2

We want to query our QLDB Ledger using the SUM() function (with a WHERE clause referring only to indexed fields). e.g.,

select count(*), sum(NonIndexedField) from myTable where IndexedField1 = "foo" and IndexedField2 = "bar";

Is this a good or bad query pattern? The guidance at this page talks about how the COUNT() function is not optimized, and that makes me suspicious about the SUM() method as well.

Animesh
  • 1,765
  • 2
  • 22
  • 36
  • Please [edit] your question to show your WHERE clause. QLDB is inefficient when handing inequality filters such as `WHERE col BETWEEN a AND b` or `WHERE col LIKE 'abc%'` . – O. Jones Jun 25 '21 at 13:48
  • sure; sample query added. Only aiming to run `=` queries on indexed fields. – Animesh Jun 30 '21 at 01:39

2 Answers2

0

Animesh,

Overall, your query follows a good pattern because it depends primarily on an equality comparison against an index (IndexedField1). However, if there are many thousands of documents with IndexedField1 = "foo", your query may run slowly or even timeout. If there are fewer documents with IndexedField2 = "bar" than IndexedField1 = "foo", then put the IndexedField2 comparison first in the WHERE clause. QLDB may try to use both indexes, but the left-most one is the most important.

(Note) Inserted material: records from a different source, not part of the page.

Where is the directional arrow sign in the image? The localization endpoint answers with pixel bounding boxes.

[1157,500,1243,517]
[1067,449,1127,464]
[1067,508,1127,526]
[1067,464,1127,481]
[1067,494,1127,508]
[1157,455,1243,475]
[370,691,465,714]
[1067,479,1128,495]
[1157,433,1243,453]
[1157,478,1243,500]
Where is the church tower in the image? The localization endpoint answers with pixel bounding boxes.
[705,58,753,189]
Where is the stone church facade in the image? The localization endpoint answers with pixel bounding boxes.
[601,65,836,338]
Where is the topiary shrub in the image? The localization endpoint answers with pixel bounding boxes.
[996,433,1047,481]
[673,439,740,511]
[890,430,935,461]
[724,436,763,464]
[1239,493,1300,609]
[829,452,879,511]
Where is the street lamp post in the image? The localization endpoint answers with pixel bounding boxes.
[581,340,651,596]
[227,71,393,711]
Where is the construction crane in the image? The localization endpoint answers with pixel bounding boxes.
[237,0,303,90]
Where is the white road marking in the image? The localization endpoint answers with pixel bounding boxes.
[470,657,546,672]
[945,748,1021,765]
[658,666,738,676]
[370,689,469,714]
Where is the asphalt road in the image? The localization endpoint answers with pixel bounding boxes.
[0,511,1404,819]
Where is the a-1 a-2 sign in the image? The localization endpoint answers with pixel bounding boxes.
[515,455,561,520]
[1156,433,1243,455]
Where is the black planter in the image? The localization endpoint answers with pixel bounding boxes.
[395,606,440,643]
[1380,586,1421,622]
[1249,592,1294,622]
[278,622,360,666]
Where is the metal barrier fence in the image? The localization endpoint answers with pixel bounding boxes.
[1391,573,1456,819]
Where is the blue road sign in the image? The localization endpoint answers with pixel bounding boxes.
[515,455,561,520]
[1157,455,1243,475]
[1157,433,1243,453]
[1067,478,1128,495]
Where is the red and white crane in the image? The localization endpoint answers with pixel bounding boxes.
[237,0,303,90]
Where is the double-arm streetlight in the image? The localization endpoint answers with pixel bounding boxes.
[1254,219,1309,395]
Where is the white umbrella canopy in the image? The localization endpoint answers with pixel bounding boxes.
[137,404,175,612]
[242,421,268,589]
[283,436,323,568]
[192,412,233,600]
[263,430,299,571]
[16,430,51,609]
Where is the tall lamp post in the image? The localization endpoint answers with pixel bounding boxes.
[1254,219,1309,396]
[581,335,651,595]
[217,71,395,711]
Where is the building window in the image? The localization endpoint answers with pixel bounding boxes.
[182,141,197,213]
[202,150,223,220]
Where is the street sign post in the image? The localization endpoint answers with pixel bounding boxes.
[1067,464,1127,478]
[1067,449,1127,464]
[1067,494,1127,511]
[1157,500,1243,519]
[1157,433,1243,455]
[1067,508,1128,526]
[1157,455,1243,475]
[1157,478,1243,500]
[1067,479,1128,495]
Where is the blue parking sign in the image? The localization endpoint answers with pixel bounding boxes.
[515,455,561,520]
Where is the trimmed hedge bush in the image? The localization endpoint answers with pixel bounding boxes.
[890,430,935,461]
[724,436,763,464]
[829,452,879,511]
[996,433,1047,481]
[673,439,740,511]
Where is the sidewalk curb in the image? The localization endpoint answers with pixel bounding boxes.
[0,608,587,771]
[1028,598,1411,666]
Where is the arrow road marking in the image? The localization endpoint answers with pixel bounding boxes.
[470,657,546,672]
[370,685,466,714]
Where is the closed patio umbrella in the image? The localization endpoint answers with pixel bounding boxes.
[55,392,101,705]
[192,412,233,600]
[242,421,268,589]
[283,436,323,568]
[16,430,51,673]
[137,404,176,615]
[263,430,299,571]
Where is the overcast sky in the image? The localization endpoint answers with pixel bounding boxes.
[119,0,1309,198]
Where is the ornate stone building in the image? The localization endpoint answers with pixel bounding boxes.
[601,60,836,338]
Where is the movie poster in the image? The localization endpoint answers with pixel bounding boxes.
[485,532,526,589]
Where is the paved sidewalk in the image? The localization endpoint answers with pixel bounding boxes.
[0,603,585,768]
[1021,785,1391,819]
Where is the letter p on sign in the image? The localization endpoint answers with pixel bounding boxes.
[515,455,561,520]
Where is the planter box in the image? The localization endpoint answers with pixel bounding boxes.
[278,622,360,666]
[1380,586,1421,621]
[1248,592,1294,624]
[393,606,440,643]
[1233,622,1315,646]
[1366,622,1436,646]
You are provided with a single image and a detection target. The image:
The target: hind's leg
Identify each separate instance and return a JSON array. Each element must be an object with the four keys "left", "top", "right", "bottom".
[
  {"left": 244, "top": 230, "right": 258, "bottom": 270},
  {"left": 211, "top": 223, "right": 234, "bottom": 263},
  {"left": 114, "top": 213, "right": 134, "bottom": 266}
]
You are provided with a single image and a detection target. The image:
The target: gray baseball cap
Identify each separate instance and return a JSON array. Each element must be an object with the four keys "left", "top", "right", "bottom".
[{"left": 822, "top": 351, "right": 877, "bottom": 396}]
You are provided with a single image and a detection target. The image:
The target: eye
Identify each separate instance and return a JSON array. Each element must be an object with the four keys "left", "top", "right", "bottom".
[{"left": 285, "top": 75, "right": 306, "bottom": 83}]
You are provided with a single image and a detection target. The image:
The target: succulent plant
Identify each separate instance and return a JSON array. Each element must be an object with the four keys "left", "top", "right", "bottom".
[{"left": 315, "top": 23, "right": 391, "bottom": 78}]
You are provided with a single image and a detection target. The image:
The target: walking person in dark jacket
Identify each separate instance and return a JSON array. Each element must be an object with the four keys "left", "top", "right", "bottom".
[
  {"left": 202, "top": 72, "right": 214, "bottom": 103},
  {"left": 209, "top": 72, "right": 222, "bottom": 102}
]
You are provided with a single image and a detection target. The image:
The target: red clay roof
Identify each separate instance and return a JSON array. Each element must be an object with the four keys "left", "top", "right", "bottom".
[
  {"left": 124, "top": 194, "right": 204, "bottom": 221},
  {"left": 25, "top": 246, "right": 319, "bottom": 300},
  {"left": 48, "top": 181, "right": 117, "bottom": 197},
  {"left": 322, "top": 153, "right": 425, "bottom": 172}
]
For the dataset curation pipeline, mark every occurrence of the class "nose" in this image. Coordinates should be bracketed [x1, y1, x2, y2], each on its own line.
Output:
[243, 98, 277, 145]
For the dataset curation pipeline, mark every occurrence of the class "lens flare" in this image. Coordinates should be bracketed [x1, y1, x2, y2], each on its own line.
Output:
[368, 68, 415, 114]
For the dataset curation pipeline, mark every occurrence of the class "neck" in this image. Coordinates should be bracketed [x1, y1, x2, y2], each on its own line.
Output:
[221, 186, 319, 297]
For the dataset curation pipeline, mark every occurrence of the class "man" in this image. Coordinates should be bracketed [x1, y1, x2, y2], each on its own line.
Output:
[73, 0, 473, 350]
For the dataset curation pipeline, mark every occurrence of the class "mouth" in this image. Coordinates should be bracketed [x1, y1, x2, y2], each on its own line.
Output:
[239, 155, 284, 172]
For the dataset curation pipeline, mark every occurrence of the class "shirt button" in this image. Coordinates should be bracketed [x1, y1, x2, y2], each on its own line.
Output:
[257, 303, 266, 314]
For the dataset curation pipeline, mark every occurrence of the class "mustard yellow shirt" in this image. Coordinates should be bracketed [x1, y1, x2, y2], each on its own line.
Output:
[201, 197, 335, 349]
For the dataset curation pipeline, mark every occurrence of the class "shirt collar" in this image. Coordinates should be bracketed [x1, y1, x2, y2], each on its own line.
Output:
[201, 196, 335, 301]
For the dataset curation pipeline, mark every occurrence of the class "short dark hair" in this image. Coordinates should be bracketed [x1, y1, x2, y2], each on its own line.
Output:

Besides performance, the other problem you might run into if there are a lot of documents to scan through after the index hit is OCC exceptions. If another process inserts/updates/deletes a document with an IndexedField1 value of "foo" or an IndexedField2 value of "bar", then your aggregation query will get an OCC exception. This is generally not a problem because the driver will just retry, but it can become a perceived performance problem if the frequency of collision is high and that frequency increases with the number of documents in your transaction scope. We recommend keeping your transaction scope as small as you can.

Generally speaking, QLDB is optimized for writes and targeted fetches of small amounts of data using an equality comparison against an indexed value. It's great for validation reads that inform a transaction decision (does my account have enough balance, does this record already exist, give me customer record identified by unique ID 'X', etc.). As the number of documents in your transaction scope widens, the potential for OCCs and transaction timeouts increases. We generally recommend you stream data from QLDB into a secondary database to support OLAP, reporting, ad-hoc queries, etc.

So the real answer is that your query looks pretty good, but you should consider what your data set might look like in production now, next year, etc. and test for that to make sure you're good to go.

DanB
  • 141
  • 3
0

In my personal experience using QLDB for almost a year now, you can never rely on it to perform any kind of non-indexed selection directly on the database.

Even when it's indexed, if you happen to have a low cardinality (meaning your index has repetitions as @DanB said) it will perform poorly.

Best approach is to either select what you want into the application (if viable) and perform the sum/count over there or use their journal export to manipulate all records of the database.

This second option may be tricky, though, because you must rely on inserts and updates that happened in a timeframe to get the information you want. Meaning you may need to export a HUGE cluster of files, if you need to go over all records available. And then process what you want. As you can see, this is, by all means, a non-live operation.

In short words, never think of QLDB as a relational or a no-sql database and things will work out better. It's a ledger. Period.

Vic Wolk
  • 166
  • 1
  • 14